Find the characteristic polynomial, given the square of a matrix

Question

I've been studying linear algebra, and I came across this problem. We're told that A $\in$ $M_n$ ($K$), $A^2$ = $I_n$, with A ≠ $I_n$ and A ≠ -$I_n$ , and then we're supposed to find the characteristic polynomial. I've been trying for a bit, but just can't seem to find the right way to do this :( Any help is appreciated!

Answer 1

If $\lambda$ is eigenvalue of $A$, then $\lambda^2$ is eigenvalue of $A^2$. Characteristic polynomial of $A^2$ gives you $c(A^2) = det(\lambda^2 I_n - A^2) = (\lambda^2 - 1)^n = 0$. This means all eigenvalues of $A$ are $\pm 1$.

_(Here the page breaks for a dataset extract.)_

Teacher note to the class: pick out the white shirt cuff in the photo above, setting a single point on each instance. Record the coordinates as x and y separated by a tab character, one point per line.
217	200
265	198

Next, note that minimal polynomial of $A$ is $p(x) = x^2 - 1$ and since minimal polynomial divides characteristic polynomial, characteristic polynomial of $A$ will be $c(x) = (x-1)^k*(x+1)^{n-k}$ where $1\leq k < n$.

Answer 2

The minimal polynomial is $X^2-1=(X+1)(X-1)$, since $A^2-I_n=0$ and $A-I_n\neq0$ and $A+I_n\neq0$ (so the minimal polynomial divides $(X+1)(X-1)$, but is not $X+1$ or $X-1$). The characteristic polynomial now has degree $n$ and has exactly the same irreducible factors as the minimal polynomial, so it's of the form $(X+1)^k(X-1)^{n-k}$ for $1\leq k\leq n-1$.